I disegni che Elena Bortolotti fa durante i tempi di attesa

C’è qualcosa, invece, che cambieresti, che non ti piace?

Un tema critico è sicuramente il tempo che si perde in attesa al carico e allo scarico. Agli inizi mi mandava fuori di testa, mi arrabbiavo per tutta quella perdita di tempo, poi ho imparato ad aver pazienza.

Il segreto?

Passo il tempo a disegnare, mi aiuta a non annoiarmi. È una mia passione, insieme a quella per i tatuaggi, che tra l’altro è nata proprio quando ero bambina durante un viaggio in camion con mio padre. Avevo 5 o forse 6 anni al massimo ed ero con lui all’Isola D’Elba, una zona che serviva spesso. Al porto vidi dei marinai pieni di tatuaggi e mi innamorai di quei disegni così strani. Così gli dissi che ne avrei fatto uno anche io da grande. A 19 anni ho mantenuto la mia promessa.

In definitiva, quindi, meglio la fabbrica o il camion?

Decisamente il camion! Ho aspettato troppo tempo a prendere questa decisione, mi sono fatta influenzare dal giudizio altrui, ma per fortuna non è mai troppo tardi.

Tua figlia come ha preso la tua decisione?

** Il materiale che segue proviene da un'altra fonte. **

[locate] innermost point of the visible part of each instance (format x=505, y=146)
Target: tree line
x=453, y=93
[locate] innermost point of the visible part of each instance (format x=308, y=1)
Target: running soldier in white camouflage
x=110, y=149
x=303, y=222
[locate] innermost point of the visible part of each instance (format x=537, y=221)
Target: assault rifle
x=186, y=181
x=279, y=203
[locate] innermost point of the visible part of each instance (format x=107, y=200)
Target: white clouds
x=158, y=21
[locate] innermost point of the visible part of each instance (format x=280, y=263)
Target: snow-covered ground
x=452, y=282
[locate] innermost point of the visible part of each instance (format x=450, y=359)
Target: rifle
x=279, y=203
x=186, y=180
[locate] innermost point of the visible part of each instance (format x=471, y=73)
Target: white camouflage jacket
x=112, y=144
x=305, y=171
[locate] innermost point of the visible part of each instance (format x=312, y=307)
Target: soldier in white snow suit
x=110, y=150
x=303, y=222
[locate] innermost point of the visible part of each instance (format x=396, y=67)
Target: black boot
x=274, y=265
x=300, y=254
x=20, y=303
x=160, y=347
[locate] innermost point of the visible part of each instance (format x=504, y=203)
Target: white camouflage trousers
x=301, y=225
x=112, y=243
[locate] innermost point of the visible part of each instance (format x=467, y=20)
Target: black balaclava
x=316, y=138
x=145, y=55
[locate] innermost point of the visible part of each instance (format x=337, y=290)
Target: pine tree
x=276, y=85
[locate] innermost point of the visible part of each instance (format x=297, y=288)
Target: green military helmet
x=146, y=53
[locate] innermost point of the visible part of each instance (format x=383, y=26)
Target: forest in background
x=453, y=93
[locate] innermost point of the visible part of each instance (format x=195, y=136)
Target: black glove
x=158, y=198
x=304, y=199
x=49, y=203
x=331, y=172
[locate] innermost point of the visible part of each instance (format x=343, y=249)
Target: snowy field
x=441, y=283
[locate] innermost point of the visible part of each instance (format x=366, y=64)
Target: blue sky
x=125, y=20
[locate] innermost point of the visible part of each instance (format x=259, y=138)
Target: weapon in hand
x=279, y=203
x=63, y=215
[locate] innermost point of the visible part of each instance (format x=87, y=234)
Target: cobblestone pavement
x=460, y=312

Quando ho preso le patenti lei era già grandicella, per cui è stato tutto più facile. Oggi Giulia, mia figlia, è contenta della mia decisione, perché finalmente mi vede felice, anche se ha già detto che non vuole seguire le mie orme. Il prossimo anno comincerà l’Università e da grande le piacerebbe fare la logopedista. In realtà in famiglia oggi sono tutti felici per me, compresi i miei nipotini, Elide, Emma, Elia e Achille, i figli di mio fratello e di mia sorella. La mia nipotina più grande, che ha 12 anni, mi ha detto che è molto orgogliosa di me.

Ti è rimasto qualche sogno nel cassetto?

Prima o poi riuscirò a dare l’esame per Gestore dell’autotrasporto. Ho già fatto il corso, ma sono stata bocciata. Non è facile per me, ho un problema di dislessia e nella vita ho sempre lavorato, quindi faccio un po’ fatica, ma prima o poi ce la farò, perché mi piacerebbe mettermi in proprio. E poi, beh, se proprio devo dirla tutta, mi piacerebbe trovare qualcuno disposto a fare un viaggio in camper con me. Ad una condizione però: non voglio guidare sempre e solo io, ogni tanto mi deve dare il cambio!